Sounds like a good plan.

> MDT OCL only needs to provide hooks for derived parsing and validation and
> interpretation variation.

Right.  Let's make that a priority for M2.  After that, there will be some old generic-operations patches that I need to process.
Comment 8 Ed Willink CLA 2008-08-31 06:22:20 EDT
> Is this oppositeRoleName something that's in progress for EMOF 2.1, then? 

Good point. I've just submitted a MOF issue to seek endorsement of the practice.

> Or is it QVT that is defining this tag?

No. It's EMF's EMOFExtendedMetaData that's offering this solution, and M22/QVT Declarative that's offering meta-models that carry this extra information.
Comment 9 Ed Willink CLA 2008-09-07 07:26:34 EDT
Created attachment 111911 [details]
Refactoring of AbstractOCLAnalyzer.simpleNameCS

The attached makes AbstractOCLAnalyzer.simpleNameCS more modular and readable and provides an opportunity for AbstractQVTrAnalyzer to add support for opposite property resolution.

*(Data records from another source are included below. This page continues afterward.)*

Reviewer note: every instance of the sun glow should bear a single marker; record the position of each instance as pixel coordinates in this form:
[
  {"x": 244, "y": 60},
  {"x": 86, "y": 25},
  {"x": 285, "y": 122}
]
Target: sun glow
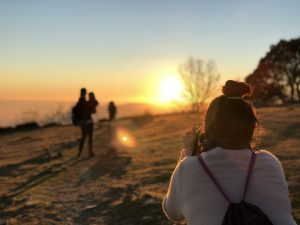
[{"x": 170, "y": 89}]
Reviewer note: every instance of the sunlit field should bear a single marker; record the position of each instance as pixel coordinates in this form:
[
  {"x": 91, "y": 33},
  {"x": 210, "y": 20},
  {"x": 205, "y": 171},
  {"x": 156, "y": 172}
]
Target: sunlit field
[{"x": 42, "y": 181}]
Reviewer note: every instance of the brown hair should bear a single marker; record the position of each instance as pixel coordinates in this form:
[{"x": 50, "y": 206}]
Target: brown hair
[{"x": 230, "y": 120}]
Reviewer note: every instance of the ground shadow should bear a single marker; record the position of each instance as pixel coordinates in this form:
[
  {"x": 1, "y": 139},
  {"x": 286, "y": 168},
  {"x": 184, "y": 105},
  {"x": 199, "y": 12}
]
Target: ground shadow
[{"x": 111, "y": 164}]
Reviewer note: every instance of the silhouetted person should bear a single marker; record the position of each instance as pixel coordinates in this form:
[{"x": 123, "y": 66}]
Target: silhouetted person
[
  {"x": 112, "y": 111},
  {"x": 86, "y": 122},
  {"x": 93, "y": 103}
]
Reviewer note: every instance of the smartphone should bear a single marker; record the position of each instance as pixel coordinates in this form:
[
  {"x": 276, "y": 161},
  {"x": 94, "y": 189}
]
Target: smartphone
[{"x": 196, "y": 143}]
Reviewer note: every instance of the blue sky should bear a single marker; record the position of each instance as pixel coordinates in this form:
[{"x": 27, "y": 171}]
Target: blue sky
[{"x": 51, "y": 48}]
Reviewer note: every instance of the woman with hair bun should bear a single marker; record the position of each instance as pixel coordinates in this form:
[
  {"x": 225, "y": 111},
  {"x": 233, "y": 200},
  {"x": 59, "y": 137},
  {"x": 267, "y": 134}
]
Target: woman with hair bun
[{"x": 225, "y": 169}]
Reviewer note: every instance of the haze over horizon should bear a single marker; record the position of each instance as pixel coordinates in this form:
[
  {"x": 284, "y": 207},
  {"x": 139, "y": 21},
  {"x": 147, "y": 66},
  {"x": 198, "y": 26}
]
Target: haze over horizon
[{"x": 125, "y": 50}]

[I've hand edited out the change for InvOrDefCS list rather than linked-list, so I hope the patch still works.]
Comment 10 Christian Damus CLA 2008-09-08 11:18:59 EDT
(In reply to comment #9)
> 
> [I've hand edited out the change for InvOrDefCS list rather than linked-list,
> so I hope the patch still works.]

I'm sure I'll be able to make it work, if it doesn't.  Thanks!
Comment 11 Christian Damus CLA 2008-09-08 11:19:59 EDT
Assigning to process the contribution.
Comment 12 Christian Damus CLA 2008-09-10 11:01:59 EDT
Comment on attachment 111911 [details]
Refactoring of AbstractOCLAnalyzer.simpleNameCS

Patch committed.  I merged the several changes since version 1.12 of the file and added doc comments for the new API.
Comment 13 Christian Damus CLA 2008-09-10 11:03:40 EDT
Refactoring committed, with a few tweaks to conform to the OCL coding style and changes mentioned in comment 12.
Comment 14 Ed Willink CLA 2011-05-27 02:49:03 EDT
Closing after over 18 months in resolved state.